Wrong Then, Wrong Now

in 50th Rotterdam International Film Festival

by Paula Arantzazu Ruiz

Directed, written and edited by Australian James Vaughan, this first feature is a lightly comedic tale that follows an erratic millennial youngster and his various misunderstandings in life.

Premiering at IFFR 2021 in its Tiger Competition for first features, Friends and Strangers (2021), the debut feature film by Australian James Vaughan, opens with a classical ‘boy meets girl’ scenario: Ray (Fergus Wilson) and Alice (Emma Diaz) are both twenty-something friends from Sydney who are about to travel together. “Hands are trustworthy; words are not,” says Alice at some point of the elusive conversation they are holding, as if they are getting to know each other for the first time. At some point of the movie, Vaughan will let us know neither words nor hands are really trustworthy at all.    

It’s not difficult to compare Vaughan’s millennial tale with auteurs Hong Sangsoo and, mostly, Éric Rohmer, as Friends and Strangers presents itself as a comedy of manners with an elliptic and episodic structure. As in his first short film You Like It, I Love It (2013), it tries to capture a white young middle-class ennui but, contrary to that short film, Friends and Strangers‘ story is about dealing with the misunderstandings of life. In the first part of the film, when Ray goes camping with Alice, one’s expectation is to contemplate the beginning of a charming romantic liaison, yet what happens is just the opposite: an awkward conversation inside the tent suddenly turns the couple-to-be into a friends-without-benefits situation. “What is it that we’re taking slow?” she asks him. Later on, and ironically, we will also know that Ray “is one of those sincere guys.”  

As the film moves forward, the sense of awkwardness and displacement expands into the territory of absurdity, even surrealism. The second part of Friends and Strangers involves Ray facing closeness and, in a way, some sort of intimacy with the ‘strangers’ the title suggests. Ray, who makes wedding videos for a living, enters the microworld of a rich family when he goes to discuss the terms and conditions of a job. The father of the bride (Greg Zimbulis), who turns out to be an art-lover—as you notice by recognizing Lucian Freud and Francis Bacon lookalike paintings hanging in his living room—goes on and on talking about art theory, and about how distinguished video weddings can be. He tries, obviously, to look for mutual understanding with Ray, but only to discover, gag after gag, that the youngster feels out of place.
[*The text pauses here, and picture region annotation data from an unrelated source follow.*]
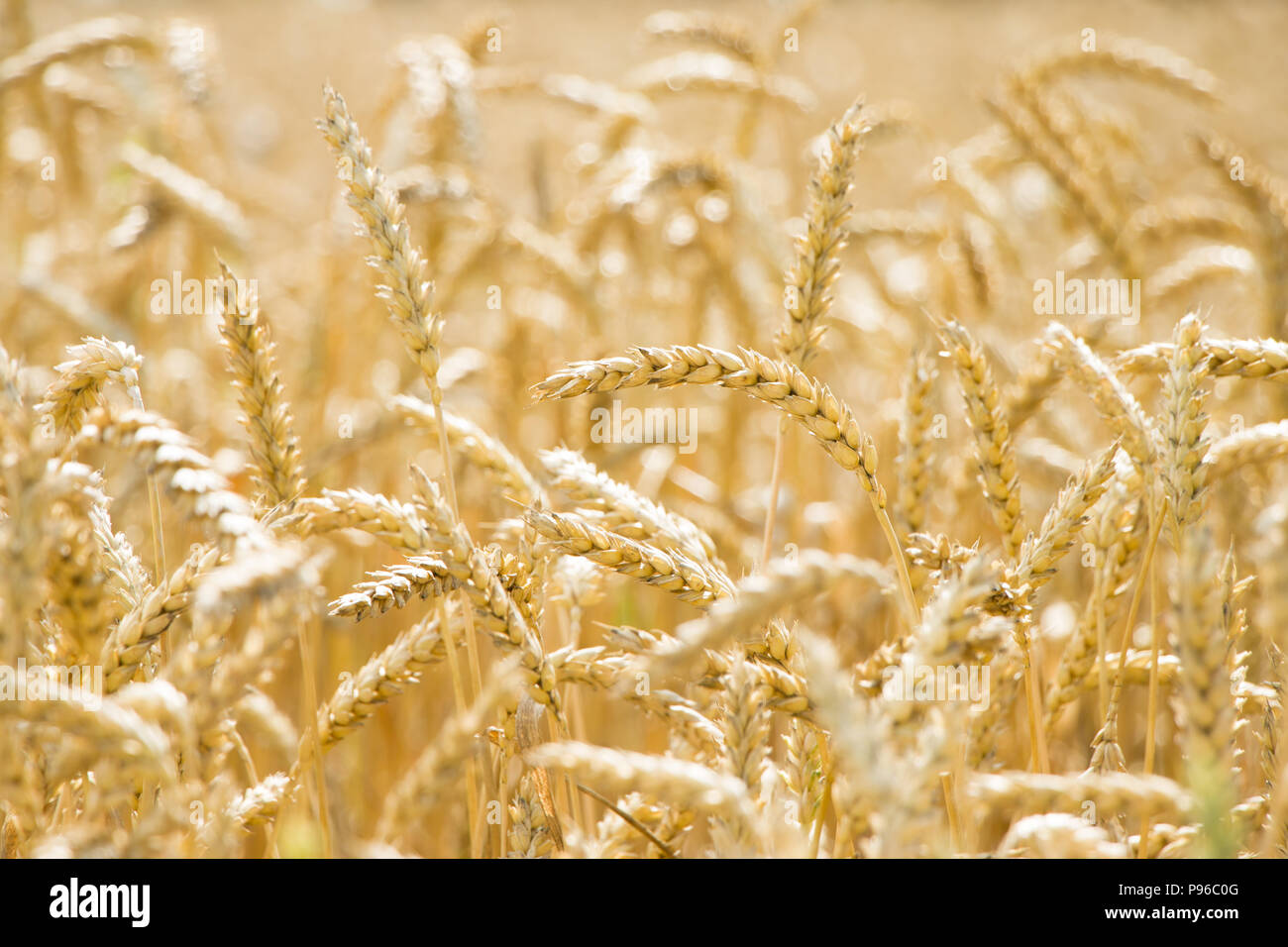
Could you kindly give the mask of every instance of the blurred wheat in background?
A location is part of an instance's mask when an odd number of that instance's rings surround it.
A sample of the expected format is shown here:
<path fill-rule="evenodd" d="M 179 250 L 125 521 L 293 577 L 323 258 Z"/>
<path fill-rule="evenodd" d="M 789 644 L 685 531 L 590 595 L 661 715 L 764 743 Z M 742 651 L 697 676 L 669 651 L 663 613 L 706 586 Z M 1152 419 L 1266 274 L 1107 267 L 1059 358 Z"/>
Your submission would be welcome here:
<path fill-rule="evenodd" d="M 1284 8 L 125 6 L 0 6 L 4 857 L 1288 852 Z"/>

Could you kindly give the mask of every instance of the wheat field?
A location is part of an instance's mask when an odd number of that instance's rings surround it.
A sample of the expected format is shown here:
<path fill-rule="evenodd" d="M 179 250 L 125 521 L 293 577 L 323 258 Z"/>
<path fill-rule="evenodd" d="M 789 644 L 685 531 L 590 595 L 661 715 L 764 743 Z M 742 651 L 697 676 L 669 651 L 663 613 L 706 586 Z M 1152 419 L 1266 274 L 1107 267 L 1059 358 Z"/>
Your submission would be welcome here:
<path fill-rule="evenodd" d="M 1288 10 L 1170 9 L 4 0 L 0 856 L 1283 857 Z"/>

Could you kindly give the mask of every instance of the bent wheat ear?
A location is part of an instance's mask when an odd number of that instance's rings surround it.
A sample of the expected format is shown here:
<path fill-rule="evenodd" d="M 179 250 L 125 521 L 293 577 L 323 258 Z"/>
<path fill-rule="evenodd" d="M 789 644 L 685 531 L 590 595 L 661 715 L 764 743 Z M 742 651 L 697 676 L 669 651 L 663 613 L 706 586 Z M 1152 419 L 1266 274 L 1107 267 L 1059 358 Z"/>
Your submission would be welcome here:
<path fill-rule="evenodd" d="M 573 362 L 535 387 L 538 401 L 572 398 L 587 392 L 613 392 L 639 385 L 670 388 L 680 384 L 720 385 L 783 411 L 801 424 L 845 470 L 859 478 L 903 582 L 909 625 L 920 608 L 912 591 L 908 563 L 886 512 L 885 487 L 877 481 L 877 447 L 859 428 L 854 412 L 822 381 L 790 362 L 775 362 L 752 349 L 737 353 L 708 345 L 631 349 L 599 362 Z"/>
<path fill-rule="evenodd" d="M 139 393 L 139 368 L 143 359 L 133 345 L 108 339 L 86 338 L 67 349 L 71 361 L 54 366 L 58 379 L 45 392 L 36 411 L 49 415 L 58 430 L 75 434 L 85 415 L 102 402 L 100 393 L 108 379 L 116 379 L 129 393 L 134 407 L 143 407 Z"/>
By the way, if in the first episode of Friends of Strangers the misunderstanding deals with the misuse of words, in the second part of the film hands—and touch—are the problematic elements that arouse the uneasy and troubled situation.

Being a portrait of the erratic millennial generation as it is, Friends and Strangers is also a study of the art of fleeing, and about the fears of growing up in an environment where menaces have vanished or, we should say, have morphed into an inner one.

At the core of the story, however, lies a subtle and evasive reflection that opens the door to the idea of a sinister feeling, in a way, of a social malaise. As the terrifically disturbing sound design points out, or as the watercolors by William Bradley which embellish the opening credits suggest (he was one of officers of the British First Fleet that colonized the country in the 18th century), in Friends and Strangers one could perceive that something is going on below the shiny surface of the Australian suburban life. Like the bad dream Ray has at the end of the story. Maybe it’s time to wake up at last and move on.